Underneath all this, open-source databases are now the industry default over proprietary systems, with tools like Supabase and PlanetScale riding Postgres-compatible stacks while still pushing some teams back to plain Postgres when custom functions and complex SQL show up.
AI agents are increasingly wired directly into databases, email systems, and payment APIs, often running unsupervised and without proper audit logs, which makes post-hoc debugging more about reconstructing the agent's beliefs than reading code.
The accountability gap here is widening faster than the capability gap, with few verifiable records of what actions agents actually took despite growing reliance on them.
Meanwhile, token usage has exploded roughly 17,000× over the last few years even as per-token prices dropped, and CFOs are already struggling to forecast AI bills driven by this tokenmaxxing behavior.
Instrumentation from MCP-based stacks shows that a small subset of tools accounts for about half of agent spend, with web search consistently the priciest operation, and some email agents cut downstream token usage by 91% just by waking on events instead of polling.

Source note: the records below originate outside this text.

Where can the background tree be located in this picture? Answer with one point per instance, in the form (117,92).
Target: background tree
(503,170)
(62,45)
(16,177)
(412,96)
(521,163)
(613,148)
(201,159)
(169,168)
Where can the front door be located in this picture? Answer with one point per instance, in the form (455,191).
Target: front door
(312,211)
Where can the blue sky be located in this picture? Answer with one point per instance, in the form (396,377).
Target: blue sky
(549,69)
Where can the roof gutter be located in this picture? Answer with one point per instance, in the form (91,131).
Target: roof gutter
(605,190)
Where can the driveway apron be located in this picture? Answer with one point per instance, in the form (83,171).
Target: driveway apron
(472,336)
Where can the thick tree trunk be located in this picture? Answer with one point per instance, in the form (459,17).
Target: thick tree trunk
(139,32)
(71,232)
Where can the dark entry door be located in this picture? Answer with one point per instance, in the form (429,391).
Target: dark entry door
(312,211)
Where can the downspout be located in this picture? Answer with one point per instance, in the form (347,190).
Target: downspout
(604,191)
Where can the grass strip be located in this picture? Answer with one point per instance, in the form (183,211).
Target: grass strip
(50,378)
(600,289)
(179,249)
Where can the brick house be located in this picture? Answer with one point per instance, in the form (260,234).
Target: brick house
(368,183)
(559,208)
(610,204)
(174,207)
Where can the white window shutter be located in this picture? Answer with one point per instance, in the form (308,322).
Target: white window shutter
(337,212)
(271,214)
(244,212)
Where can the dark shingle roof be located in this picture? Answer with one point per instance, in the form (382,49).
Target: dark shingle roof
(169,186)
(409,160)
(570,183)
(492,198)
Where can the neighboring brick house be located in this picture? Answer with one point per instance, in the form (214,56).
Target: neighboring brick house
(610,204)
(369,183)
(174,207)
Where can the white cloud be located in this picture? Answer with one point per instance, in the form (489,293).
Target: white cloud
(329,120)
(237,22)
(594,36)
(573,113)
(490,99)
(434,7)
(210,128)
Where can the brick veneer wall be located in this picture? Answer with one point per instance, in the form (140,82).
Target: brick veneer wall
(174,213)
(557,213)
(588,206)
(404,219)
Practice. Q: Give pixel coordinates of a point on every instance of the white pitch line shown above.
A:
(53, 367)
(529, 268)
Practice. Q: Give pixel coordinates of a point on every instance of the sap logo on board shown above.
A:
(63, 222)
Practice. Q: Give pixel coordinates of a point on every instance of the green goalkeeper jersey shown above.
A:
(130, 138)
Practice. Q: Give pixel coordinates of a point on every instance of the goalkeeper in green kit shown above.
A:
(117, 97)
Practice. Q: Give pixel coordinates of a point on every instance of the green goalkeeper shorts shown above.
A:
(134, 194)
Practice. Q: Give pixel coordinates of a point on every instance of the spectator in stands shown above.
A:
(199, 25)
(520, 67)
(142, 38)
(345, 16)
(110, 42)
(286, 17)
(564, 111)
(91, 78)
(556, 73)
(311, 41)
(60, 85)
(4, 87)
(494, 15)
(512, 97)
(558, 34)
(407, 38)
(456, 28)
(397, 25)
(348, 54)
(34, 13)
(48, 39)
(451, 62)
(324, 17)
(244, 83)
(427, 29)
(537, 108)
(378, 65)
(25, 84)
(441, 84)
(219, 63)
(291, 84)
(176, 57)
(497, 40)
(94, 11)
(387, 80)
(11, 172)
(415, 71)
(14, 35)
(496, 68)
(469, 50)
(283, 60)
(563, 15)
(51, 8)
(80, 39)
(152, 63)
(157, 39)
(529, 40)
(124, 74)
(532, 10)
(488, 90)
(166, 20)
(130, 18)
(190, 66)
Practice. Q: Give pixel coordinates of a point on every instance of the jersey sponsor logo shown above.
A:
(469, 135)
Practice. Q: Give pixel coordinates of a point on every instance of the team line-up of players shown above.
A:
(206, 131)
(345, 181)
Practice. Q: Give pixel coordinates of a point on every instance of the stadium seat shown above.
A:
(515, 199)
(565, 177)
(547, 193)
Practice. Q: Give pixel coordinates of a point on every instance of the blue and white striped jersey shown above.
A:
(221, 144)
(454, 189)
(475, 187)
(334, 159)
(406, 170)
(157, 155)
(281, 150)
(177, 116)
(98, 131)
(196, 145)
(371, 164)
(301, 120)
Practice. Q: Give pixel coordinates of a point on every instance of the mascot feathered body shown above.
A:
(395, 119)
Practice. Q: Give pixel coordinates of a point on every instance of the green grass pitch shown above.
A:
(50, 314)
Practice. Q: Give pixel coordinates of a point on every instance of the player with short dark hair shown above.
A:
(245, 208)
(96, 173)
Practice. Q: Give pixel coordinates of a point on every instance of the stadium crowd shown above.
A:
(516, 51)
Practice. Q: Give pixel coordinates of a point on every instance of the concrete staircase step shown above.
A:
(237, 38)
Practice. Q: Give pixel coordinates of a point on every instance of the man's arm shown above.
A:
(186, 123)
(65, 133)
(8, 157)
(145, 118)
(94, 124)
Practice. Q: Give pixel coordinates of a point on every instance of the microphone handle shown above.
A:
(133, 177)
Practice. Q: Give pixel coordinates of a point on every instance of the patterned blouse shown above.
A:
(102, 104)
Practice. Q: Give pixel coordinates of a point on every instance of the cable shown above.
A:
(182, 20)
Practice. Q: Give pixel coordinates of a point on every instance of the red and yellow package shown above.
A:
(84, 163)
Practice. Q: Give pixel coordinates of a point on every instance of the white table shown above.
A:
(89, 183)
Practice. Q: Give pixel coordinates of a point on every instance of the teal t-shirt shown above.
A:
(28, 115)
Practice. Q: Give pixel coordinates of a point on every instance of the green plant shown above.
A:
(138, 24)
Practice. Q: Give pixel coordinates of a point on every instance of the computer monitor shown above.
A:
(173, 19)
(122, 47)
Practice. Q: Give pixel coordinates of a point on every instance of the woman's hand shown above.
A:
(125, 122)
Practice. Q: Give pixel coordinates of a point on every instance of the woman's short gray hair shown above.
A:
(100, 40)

There is also a steady stream of reports from companies discovering that AI implementations are more expensive than the human workflows they were meant to replace once infra, data center demand, and agent debugging overhead are fully counted.
A scan of Terraform state at one org turned up 41 live AWS access keys checked into 900 state files, which is about as bad as credential sprawl gets.
Many AWS users are reporting surprise cost spikes and general confusion over billing and account boundaries, to the point where teams are building their own tools just to track daily spend and resource drift.
The ECS CLI was officially archived in November 2025 along with six container services that were shut down or reached end-of-life, underlining how brittle some of AWS's higher-level container abstractions have been over the last few years.
At the same time, AWS is pushing an open-source agent harness SDK intended to make it easy to build production-ready agents on top of its platform, even as network engineers pile into AWS certifications to pivot into cloud roles.
The common thread is more power and abstraction on offer, but also more places for cost overruns, dead services, and security footguns if infra is not tightly controlled.
What This Means
The LLM layer is starting to look like just another part of the backend stack—sitting next to Postgres and Kafka—with real choices to make about where it runs, how it retrieves data, and how much it silently costs. The teams that treat agents, models, and AI databases as ordinary infrastructure components with logs, limits, and migrations are the ones generating the clearest signals in this data.